Nil Burak - Olmaz Olmaz Deme
*
Bilgin'in laflarıyla kafam karışmıştı. O Taylan'ın yanına gittiğinde bir süre afalladım. Anlayamadım neyden bahsettiğini. Kalbim gümlerken Taylan ile Bilgin'in yanına gittim. Artık ayrılma zamanı gelmişti büyük ihtimalle çünkü Bilgin kursu gibi şeylerden bahsediyor, Taylan'dan kendisini götürmesini istiyordu.
"Cennet?" diye sordu Taylan Bilgin kendisini sıkıştırınca. Benim kafam bulamaç olduğundan kafamı iki yana salladım. Yüzüne bakınca heyecanlandım. Bilgin'in dediğini doğru mu anlamıştım? Taylan'ın suratında heyecan mı vardı, bana mı öyle geliyordu?
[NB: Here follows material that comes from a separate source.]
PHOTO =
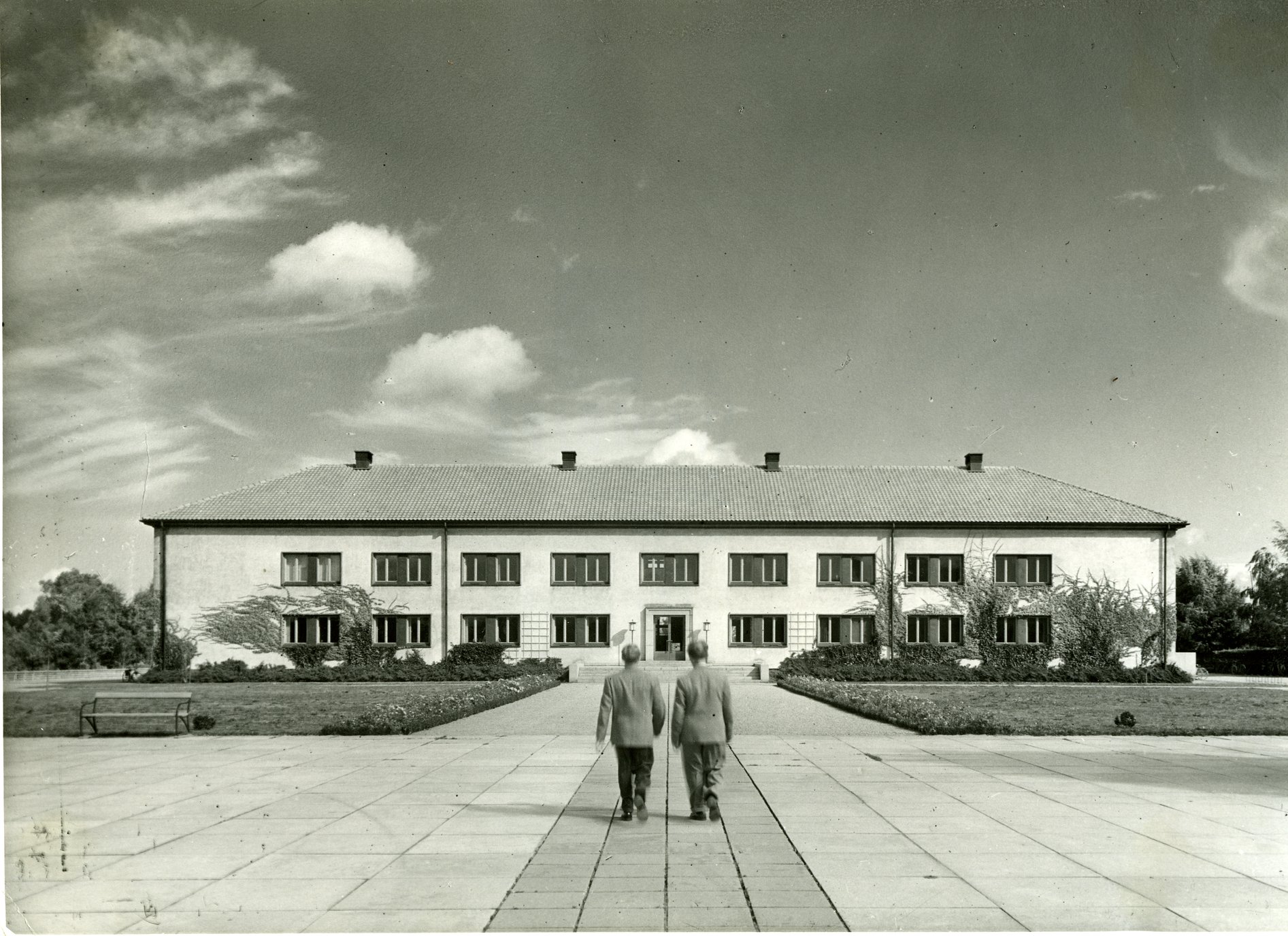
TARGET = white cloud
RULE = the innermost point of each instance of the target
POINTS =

Belki de kendi kendimi gaza getiriyordum.
"Ha siz gidin..." dedim. "Ben...ben eve gideceğim. Hıhı, evet."
"Görüşürüz," dedi Bilgin el sallayıp. Taylan bir şey diyecekmiş gibi ağzını açtı. Bilgin onu çekiştirince ise el sallayıp kız kardeşinin peşinden gitti.
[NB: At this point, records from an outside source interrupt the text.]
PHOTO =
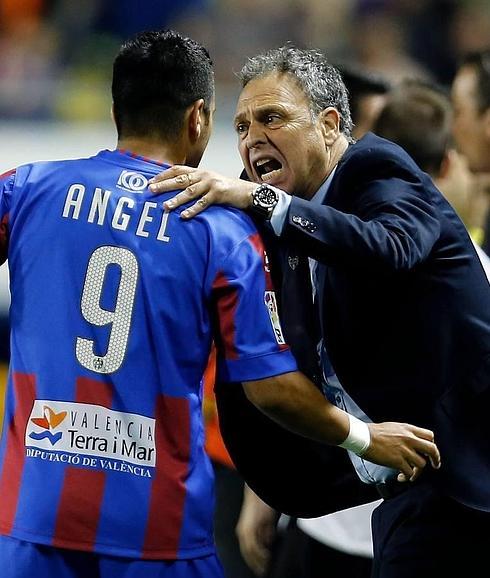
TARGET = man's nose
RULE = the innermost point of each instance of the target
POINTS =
(255, 135)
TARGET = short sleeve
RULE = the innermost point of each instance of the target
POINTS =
(6, 187)
(248, 333)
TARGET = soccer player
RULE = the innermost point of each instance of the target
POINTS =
(115, 305)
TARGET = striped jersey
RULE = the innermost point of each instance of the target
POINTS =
(115, 304)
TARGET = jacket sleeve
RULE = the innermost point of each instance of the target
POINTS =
(392, 222)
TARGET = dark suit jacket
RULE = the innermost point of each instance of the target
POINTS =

Onlar gidince bende nefes nefese telefonumu çıkardım. Hızlıca Onur'u arayıp sahil boyunca yürümeye başladım. Ah ihtiyacım olduğunda da açmazdı ki o aptal!
Bir kere çaldı... İki kere çaldı... Üç kere çaldı...
Sonunda da açtı. "Alo?" Sesi uykuluydu. Uyuyordu hala büyük ihtimal.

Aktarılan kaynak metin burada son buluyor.